Legislation to combat illegal, unreported and unregulated
fishing activities has passed the US Senate and now awaits President Obama’s
signature.
The Illegal, Unreported and Unregulated Fishing Enforcement
Act of 2015 is the companion bill to legislation which passed the House of
Representatives in July.
The bill increases enforcement capabilities for a number of
international fishery agreements that combat IUU fishing.
“By cracking down on the illegal harvesting of fish, we are
leveling the playing field and protecting the livelihoods of the 80,000
Alaskans who are directly or indirectly impacted by our seafood industry,” said
Sen. Lisa Murkowski, R-Alaska, who introduced the measure in the Senate, with Senators
Brian Schatz, D-Hawaii, and Dan Sullivan, R-Alaska, earlier this year.
Congressional efforts to combat pirate fishing have resulted
in several measures being introduced in the House and Senate over the past few
years.
The bill awaiting the president’s signature comes in the
wake of legislation first introduced by the late Sen.

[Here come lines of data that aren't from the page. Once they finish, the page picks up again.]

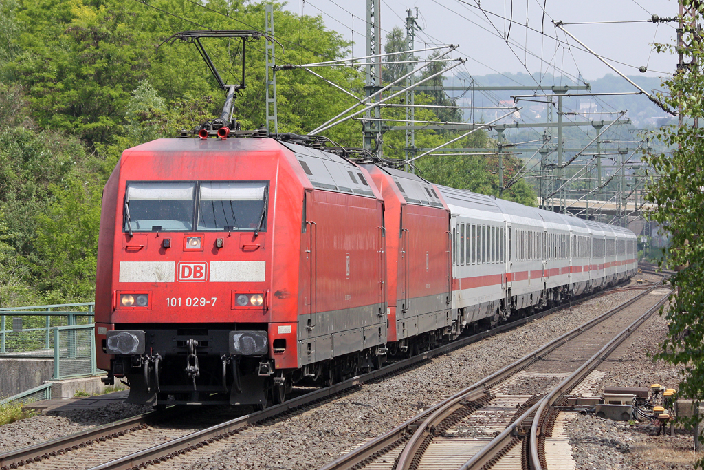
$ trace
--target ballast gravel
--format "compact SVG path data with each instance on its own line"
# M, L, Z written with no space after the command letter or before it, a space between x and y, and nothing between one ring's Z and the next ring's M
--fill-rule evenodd
M655 276L638 276L641 279L648 277L655 279ZM636 291L616 292L567 308L512 331L436 357L404 373L358 386L308 411L285 419L270 420L262 426L209 445L206 449L163 462L160 464L159 469L320 468L364 441L388 431L423 409L474 383L555 336L582 325L636 294ZM650 333L659 333L661 330L660 326ZM648 344L657 344L658 340L653 340ZM670 373L662 378L653 375L656 369L648 362L642 350L634 353L633 357L643 360L624 366L624 370L610 371L603 383L607 386L620 385L629 382L645 383L658 380L674 387L677 382L671 380L672 377ZM614 380L610 382L610 378ZM620 381L617 383L615 381ZM521 384L521 392L537 385ZM109 409L106 408L104 413L112 417L101 416L92 421L90 419L87 421L85 416L71 414L34 416L0 426L0 443L4 450L9 450L142 411L130 407L124 404ZM570 431L575 436L576 450L574 452L578 454L582 452L580 450L583 450L585 455L592 454L588 446L593 443L588 438L590 428L593 428L585 424L583 431L580 431L579 426L583 419L593 419L589 416L579 418L573 423L577 426L574 428L577 431ZM580 441L579 436L582 435L584 438ZM628 452L621 452L616 445L609 447L610 450L612 448L620 455L628 454ZM632 447L629 449L632 455ZM607 454L610 455L609 452L603 454L605 459ZM627 462L628 458L626 457ZM618 463L615 460L613 462ZM606 459L591 466L579 463L578 468L590 470L617 468L613 467L612 463ZM634 466L632 462L627 464L631 466L624 468L648 468Z

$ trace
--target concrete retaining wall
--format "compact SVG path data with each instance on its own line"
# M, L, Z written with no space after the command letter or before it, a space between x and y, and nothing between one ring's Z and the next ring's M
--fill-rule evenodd
M0 357L0 397L39 387L53 374L53 358Z

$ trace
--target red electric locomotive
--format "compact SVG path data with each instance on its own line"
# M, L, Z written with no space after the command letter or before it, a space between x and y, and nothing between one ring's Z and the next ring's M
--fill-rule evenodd
M103 193L98 366L129 381L132 402L261 405L268 390L283 400L294 371L345 374L383 354L382 202L370 179L271 139L125 151Z
M263 36L175 37L223 35ZM319 137L239 131L244 75L211 70L220 117L199 139L125 150L103 191L98 366L130 402L281 402L304 378L349 377L634 272L626 229L357 164Z

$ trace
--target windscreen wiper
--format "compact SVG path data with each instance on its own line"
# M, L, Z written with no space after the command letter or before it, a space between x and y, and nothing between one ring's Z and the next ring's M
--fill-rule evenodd
M237 230L237 216L234 215L234 206L232 205L232 199L230 201L230 211L232 214L232 227ZM222 212L225 213L225 207L222 208Z
M269 188L264 190L264 205L262 206L262 213L259 216L259 223L257 225L257 229L254 230L254 237L256 237L259 235L259 230L261 230L262 223L264 222L264 214L266 214L266 204L267 202L269 200Z
M125 194L125 214L127 216L127 232L130 233L130 237L132 237L132 221L130 219L130 199L127 199L127 193Z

Daniel Inouye, D-Hawaii,
on Dec. 12, 2011, to bar ships engaged in pirate fishing operations from
entering US ports to offload their catch.

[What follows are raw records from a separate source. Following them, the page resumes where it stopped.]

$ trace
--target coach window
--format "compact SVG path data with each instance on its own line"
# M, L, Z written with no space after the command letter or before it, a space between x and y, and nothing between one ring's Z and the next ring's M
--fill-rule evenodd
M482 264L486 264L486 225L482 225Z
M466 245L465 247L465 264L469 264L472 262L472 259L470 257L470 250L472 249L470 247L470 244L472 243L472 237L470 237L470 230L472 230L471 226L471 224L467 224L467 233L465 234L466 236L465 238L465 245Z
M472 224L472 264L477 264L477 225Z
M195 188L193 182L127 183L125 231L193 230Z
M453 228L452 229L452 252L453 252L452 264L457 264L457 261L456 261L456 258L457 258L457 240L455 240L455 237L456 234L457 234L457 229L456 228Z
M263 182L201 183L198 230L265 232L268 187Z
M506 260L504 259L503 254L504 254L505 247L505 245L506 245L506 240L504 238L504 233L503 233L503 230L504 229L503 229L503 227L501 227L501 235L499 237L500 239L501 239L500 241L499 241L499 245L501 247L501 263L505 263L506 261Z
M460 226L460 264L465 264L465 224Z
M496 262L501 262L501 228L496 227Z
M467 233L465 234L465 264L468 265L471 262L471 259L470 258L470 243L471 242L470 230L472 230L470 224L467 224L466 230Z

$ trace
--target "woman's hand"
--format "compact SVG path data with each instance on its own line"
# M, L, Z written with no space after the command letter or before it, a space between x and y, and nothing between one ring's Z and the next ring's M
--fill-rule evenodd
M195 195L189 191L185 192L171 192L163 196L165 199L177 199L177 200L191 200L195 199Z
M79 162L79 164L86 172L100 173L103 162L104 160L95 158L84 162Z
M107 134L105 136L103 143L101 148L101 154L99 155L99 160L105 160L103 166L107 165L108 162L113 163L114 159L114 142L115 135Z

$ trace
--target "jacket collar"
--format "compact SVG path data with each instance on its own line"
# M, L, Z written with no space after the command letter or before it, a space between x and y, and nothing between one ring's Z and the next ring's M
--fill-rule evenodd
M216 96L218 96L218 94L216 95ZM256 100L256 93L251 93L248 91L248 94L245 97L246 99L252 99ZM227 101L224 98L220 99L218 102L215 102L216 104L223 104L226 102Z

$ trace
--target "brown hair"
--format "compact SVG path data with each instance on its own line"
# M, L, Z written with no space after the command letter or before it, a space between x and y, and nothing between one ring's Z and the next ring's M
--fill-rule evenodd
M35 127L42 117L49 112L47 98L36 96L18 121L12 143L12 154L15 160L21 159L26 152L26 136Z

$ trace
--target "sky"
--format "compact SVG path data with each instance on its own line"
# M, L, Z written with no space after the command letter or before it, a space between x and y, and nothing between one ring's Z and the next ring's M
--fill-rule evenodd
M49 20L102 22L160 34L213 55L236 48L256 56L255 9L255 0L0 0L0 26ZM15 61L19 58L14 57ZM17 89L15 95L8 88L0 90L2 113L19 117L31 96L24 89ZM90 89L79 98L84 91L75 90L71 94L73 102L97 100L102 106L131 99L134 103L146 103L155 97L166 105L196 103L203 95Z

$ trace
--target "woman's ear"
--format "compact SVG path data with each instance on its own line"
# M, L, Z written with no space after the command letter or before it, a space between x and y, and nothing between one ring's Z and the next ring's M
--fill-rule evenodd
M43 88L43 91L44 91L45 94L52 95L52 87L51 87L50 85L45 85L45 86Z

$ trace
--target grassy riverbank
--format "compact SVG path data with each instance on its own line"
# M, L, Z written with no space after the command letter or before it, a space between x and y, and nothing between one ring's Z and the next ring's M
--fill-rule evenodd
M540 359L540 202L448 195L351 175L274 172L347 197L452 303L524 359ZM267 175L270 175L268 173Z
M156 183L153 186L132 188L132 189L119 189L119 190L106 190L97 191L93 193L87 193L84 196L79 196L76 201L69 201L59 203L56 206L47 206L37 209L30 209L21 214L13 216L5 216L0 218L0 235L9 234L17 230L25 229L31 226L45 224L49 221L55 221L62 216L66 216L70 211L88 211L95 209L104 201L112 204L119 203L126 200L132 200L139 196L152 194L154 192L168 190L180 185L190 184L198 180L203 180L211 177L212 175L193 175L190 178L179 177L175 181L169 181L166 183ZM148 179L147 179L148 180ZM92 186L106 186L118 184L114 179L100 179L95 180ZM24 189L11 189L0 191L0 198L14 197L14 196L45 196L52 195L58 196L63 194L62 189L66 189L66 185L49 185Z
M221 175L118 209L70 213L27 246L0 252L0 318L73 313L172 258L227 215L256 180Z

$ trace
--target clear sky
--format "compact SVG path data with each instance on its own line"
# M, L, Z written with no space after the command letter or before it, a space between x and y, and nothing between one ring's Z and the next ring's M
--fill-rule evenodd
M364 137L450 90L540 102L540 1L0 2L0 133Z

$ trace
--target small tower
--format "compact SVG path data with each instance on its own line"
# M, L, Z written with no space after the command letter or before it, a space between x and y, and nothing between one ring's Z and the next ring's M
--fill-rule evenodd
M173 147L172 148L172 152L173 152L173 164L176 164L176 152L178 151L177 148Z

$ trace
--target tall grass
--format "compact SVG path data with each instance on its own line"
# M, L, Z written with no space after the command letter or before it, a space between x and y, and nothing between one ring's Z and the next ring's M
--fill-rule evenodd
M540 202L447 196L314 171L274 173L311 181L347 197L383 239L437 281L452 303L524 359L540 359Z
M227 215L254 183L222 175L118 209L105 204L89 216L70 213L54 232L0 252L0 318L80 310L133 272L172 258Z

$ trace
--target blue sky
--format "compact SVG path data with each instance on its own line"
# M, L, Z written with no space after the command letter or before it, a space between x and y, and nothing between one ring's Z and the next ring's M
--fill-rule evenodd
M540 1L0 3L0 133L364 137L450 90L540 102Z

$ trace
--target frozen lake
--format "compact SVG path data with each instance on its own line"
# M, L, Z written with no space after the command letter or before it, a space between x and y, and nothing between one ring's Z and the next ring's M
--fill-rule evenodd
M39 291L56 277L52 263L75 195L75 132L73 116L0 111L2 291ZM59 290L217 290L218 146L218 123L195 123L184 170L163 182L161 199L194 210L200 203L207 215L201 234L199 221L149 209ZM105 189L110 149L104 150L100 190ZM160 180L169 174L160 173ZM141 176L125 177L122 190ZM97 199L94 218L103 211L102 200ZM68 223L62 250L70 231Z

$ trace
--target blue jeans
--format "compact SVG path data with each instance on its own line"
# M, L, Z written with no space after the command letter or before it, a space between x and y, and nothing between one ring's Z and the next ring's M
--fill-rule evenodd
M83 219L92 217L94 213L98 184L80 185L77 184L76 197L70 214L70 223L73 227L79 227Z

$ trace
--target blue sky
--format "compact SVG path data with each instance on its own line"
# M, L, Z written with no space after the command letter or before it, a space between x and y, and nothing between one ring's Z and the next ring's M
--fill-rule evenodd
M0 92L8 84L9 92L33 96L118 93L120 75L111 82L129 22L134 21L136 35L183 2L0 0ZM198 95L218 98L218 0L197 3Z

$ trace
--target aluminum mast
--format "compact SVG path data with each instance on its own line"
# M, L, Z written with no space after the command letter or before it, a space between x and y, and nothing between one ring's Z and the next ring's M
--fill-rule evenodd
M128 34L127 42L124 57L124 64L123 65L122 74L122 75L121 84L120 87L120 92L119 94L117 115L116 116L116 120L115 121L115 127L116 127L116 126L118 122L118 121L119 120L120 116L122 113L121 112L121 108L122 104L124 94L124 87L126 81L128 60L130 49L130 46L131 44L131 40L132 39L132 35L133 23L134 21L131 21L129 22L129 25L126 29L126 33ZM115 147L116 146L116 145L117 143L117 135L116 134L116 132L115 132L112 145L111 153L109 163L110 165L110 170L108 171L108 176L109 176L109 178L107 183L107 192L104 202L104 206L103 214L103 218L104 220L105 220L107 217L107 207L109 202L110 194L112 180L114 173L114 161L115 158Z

Inouye’s measure was aimed at implementing an international
agreement aimed by stopping pirate harvesters from slipping their seafood into
the global market.
The bipartisan Pirate Fishing Elimination Act was
cosponsored by Senator Democrats John D. Rockefeller IV of West Virginia, Mark
Begich, of Alaska, and Sheldon Whitehouse of Rhode Island, with Senate
Republicans Lisa Murkowski, of Alaska, and Olympia Snowe of Maine.
The US was one of the first countries to express an
intention to ratify the United Nations Agreement on Port State Measures to
Prevent, Deter and Eliminate Illegal, Unreported and Unregulated Fishing
Measures.
As Inouye noted in introducing his 2011 bill, each year
illegal fishing produces between 11 and 26 million tons of seafood, resulting
in economic losses with a global value of between $10 billion and $12 billion.

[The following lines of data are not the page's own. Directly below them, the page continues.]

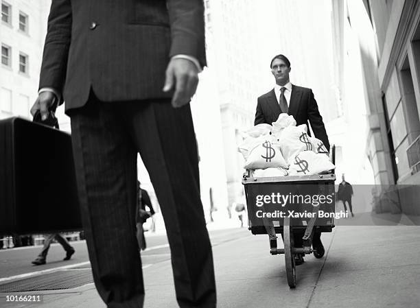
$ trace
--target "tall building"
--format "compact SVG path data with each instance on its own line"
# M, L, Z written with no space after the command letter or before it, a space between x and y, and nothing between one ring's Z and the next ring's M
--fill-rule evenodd
M237 145L242 132L253 126L257 98L274 86L270 69L274 56L290 58L291 82L313 89L325 122L339 116L331 3L207 0L205 5L208 71L218 91L231 204L242 189L244 161Z
M359 138L375 183L384 189L375 209L418 215L420 3L331 0L331 5L343 106L351 109L350 97L362 93L356 104L366 129ZM386 191L391 185L395 191L395 185L399 193L390 200Z
M31 118L51 0L1 0L0 119Z

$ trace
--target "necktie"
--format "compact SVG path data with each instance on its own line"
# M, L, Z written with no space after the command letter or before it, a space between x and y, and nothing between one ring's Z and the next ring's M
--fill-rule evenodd
M280 105L280 109L281 109L281 112L283 113L288 113L289 111L289 107L288 106L288 101L286 101L285 97L284 97L284 91L285 91L285 88L282 86L280 91L281 93L280 93L280 97L279 97L279 104Z

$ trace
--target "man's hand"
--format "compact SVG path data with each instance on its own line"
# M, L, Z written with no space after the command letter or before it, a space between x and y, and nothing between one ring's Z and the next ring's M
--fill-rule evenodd
M45 91L41 92L38 95L38 98L31 108L31 115L32 117L35 115L37 110L40 110L41 119L45 121L48 117L49 108L53 106L56 102L56 95L52 92Z
M163 91L167 92L174 86L172 106L181 107L189 102L198 84L198 71L196 65L183 58L171 59L166 69Z

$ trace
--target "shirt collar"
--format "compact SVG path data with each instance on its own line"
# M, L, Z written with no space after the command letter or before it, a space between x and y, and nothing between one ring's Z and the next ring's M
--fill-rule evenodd
M290 82L285 84L284 86L287 90L292 91L292 83ZM280 89L283 88L283 86L279 86L277 84L275 84L275 91L277 92L280 92Z

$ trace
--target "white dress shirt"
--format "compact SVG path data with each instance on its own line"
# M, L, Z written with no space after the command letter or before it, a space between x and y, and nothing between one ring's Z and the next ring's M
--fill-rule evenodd
M286 99L286 102L288 103L288 106L290 106L290 95L292 95L292 84L290 82L285 84L284 86L279 86L276 84L275 86L275 94L276 95L276 98L277 99L277 103L280 102L280 94L281 93L281 91L280 90L281 88L285 87L286 89L284 91L284 97Z

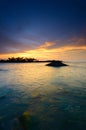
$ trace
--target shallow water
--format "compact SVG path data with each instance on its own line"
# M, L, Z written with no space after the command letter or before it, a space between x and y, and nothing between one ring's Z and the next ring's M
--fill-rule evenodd
M22 130L27 112L32 130L86 130L86 63L0 63L0 130Z

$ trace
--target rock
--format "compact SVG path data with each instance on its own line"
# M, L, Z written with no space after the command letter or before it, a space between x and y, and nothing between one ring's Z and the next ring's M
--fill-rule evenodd
M58 60L58 61L52 61L49 64L46 64L46 66L62 67L62 66L68 66L68 65Z

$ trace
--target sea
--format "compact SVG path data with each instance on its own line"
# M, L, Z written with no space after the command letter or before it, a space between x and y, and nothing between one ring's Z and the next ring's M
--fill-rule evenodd
M86 62L0 63L0 130L86 130Z

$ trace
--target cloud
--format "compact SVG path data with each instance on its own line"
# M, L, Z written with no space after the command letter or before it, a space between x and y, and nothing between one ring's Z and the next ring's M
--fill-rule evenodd
M55 40L52 42L44 42L42 45L38 47L39 49L60 49L60 48L69 48L69 49L86 49L86 38L80 37L74 37L70 39L65 40Z
M25 50L30 50L31 44L25 44L14 40L7 36L5 33L0 32L0 54L19 53Z

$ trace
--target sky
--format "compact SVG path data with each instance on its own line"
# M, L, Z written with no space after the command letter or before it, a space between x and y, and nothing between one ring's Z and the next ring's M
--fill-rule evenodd
M86 60L86 0L0 0L0 59Z

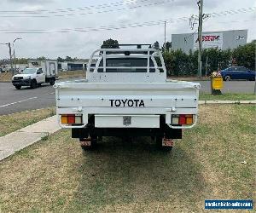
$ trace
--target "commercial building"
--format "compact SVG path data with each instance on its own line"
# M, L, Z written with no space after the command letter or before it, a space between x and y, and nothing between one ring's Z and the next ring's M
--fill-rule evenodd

Begich noted that in 2011 alone, NOAA special agents seized 112 tons of illegal
Russian king crab by working with their colleagues in the Russian Border Guard.
IUU fishing for crab in Russia has had an adverse impact on
Alaska crab fishermen by disrupting the market and lowering prices, and it is
threatening the sustainability of the big eye tuna that is the staple of
Hawaii’s longline fishery, Murkowski said.